Home

>

Mindpix Blog

>

Free LLM's

A Quiet Earthquake in Beijing: Moonshot’s Kimi K2 Thinking Just Rewrote the Rules

Written by Denis Williams
Originally published: November 18, 2025
Updated: November 18, 2025
Views: 118
prev

BEIJING - It’s past midnight in the Haidian District again, and the engineers at Moonshot AI are still staring at leaderboards that no one expected to flip this fast. On Nov. 6, the Alibaba-backed startup dropped Kimi K2 Thinking, a one-trillion-parameter, open-source reasoning model trained for roughly $4.6 million. 



That’s pocket change next to the billions burned by American labs. Yet the numbers are brutal: 44.9 percent on Humanity’s Last Exam (with tools), 60.2 percent on BrowseComp, 71.3 percent on SWE-Bench Verified - scores that leave GPT-5, Claude Sonnet 4.5 Thinking, and Grok-4 looking over their shoulders.


Beat GPT-5 with 1/1000 of compute. 

They openly shared that training cost only $4.6 million. Yet their model outperformed GPT-5, made by OpenAl (a trillion-dollar company).

Beat Grok-4 on HLE (Humanity's Last Exam)


Elon Musk said: This task was tough and important. Grok-4 led using a $5B, 200,000-GPU setup. But Kimi beat it in four months with just $1M only 1/5000 of Grok-4's scale.


The model isn’t just big. It thinks. Hard. It can chain 200 to 300 tool calls autonomously, chewing through multi-step research or debugging marathons without once asking for a human nudge. “We built it to reason like a tired graduate student at 4 a.m.,” one Moonshot researcher told me off the record, “but one who never makes arithmetic mistakes.” Early testers say the output feels eerily deliberate - long, visible thought chains, then crisp final answers. No fluff.


Where does it shine brightest? Coding and agentic tasks, hands down. On LiveCodeBench and SWE-Bench, it trades blows with the best proprietary coders on earth. Text generation is fluent and surprisingly natural, especially in Chinese-English bilingual work. But don’t ask it to paint you a picture or edit a TikTok - Kimi K2 Thinking remains text-only for now, no native image or video generation. Earlier Moonshot models flirted with multimodality; this one doubled down on pure reasoning muscle.


I remember similar late-night drops back in 2012, when a tiny Toronto team quietly open-sourced AlexNet and accidentally kicked off the deep-learning gold rush. History doesn’t repeat, but it rhymes.


The man behind the curtain is Yang Zhilin, 33, Tsinghua undergrad turned Carnegie Mellon Ph.D., co-author of Transformer-XL and XLNet - papers that helped birth the very architecture OpenAI later rode to fame.


Fun fact: Yang’s English nickname is Kimi, the chatbot’s namesake.

Another: the company is literally called “Dark Side of the Moon” in Chinese, a nod to his favorite Pink Floyd album (he launched the firm on the record’s 50th anniversary). Stubborn AGI purist, ex-Google Brain and Meta AI, now valued north of $3 billion and racing American giants with a fraction of the compute.

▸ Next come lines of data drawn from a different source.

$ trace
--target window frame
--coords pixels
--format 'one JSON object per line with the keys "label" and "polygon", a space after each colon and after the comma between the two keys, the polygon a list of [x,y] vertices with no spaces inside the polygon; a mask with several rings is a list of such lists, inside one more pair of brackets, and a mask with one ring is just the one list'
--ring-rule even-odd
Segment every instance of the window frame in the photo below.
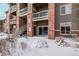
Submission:
{"label": "window frame", "polygon": [[[67,7],[70,6],[70,12],[67,12]],[[65,14],[62,14],[62,7],[65,7]],[[60,6],[60,16],[72,14],[72,4],[65,4]]]}
{"label": "window frame", "polygon": [[[66,25],[68,23],[68,25]],[[64,23],[60,23],[60,35],[68,35],[68,34],[71,34],[71,22],[64,22]],[[66,33],[66,27],[69,26],[70,27],[70,33]],[[61,27],[65,27],[65,33],[61,33]]]}

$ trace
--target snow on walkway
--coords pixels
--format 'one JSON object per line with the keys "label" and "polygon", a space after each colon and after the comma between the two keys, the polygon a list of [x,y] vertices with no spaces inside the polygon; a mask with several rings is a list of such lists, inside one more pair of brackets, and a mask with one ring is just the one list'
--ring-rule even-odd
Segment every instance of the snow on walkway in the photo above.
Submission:
{"label": "snow on walkway", "polygon": [[[29,45],[28,48],[22,50],[21,47],[16,50],[15,55],[25,55],[25,56],[79,56],[79,52],[75,51],[74,48],[71,47],[60,47],[55,44],[54,40],[48,40],[46,37],[29,37],[28,39],[19,38],[19,42],[27,42]],[[23,41],[21,41],[23,40]],[[35,48],[33,45],[34,42],[38,40],[46,41],[48,47],[43,48]],[[19,53],[18,53],[18,52]],[[13,54],[14,55],[14,54]]]}
{"label": "snow on walkway", "polygon": [[[55,40],[49,40],[47,37],[15,39],[16,41],[12,43],[14,47],[9,47],[11,56],[79,56],[75,48],[58,46]],[[8,45],[11,43],[9,42]]]}

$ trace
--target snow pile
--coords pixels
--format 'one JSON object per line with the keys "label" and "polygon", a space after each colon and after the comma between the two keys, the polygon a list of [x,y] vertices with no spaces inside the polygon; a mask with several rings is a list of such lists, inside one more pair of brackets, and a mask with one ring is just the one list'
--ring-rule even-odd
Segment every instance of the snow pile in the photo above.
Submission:
{"label": "snow pile", "polygon": [[31,48],[48,48],[48,43],[45,40],[30,40],[27,43]]}
{"label": "snow pile", "polygon": [[0,40],[2,40],[2,39],[7,39],[8,38],[8,34],[6,34],[6,33],[0,33]]}
{"label": "snow pile", "polygon": [[75,39],[66,38],[66,37],[56,37],[56,44],[59,46],[66,46],[66,47],[74,47],[75,46]]}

Thomas Wolf, Hugging Face’s science lead, summed it up on X: “Another DeepSeek moment? Or are we getting one every couple months now?”

The real question hanging in the humid Beijing air - the one keeping CEOs awake from San Francisco to Seattle - isn’t whether Kimi K2 Thinking is good. It’s how long the trillion-dollar labs can keep charging premium prices when a scrappy Chinese startup just matched them for less than the cost of a Hollywood blockbuster. And if the next leap comes in four months again, who’s ready for that pace?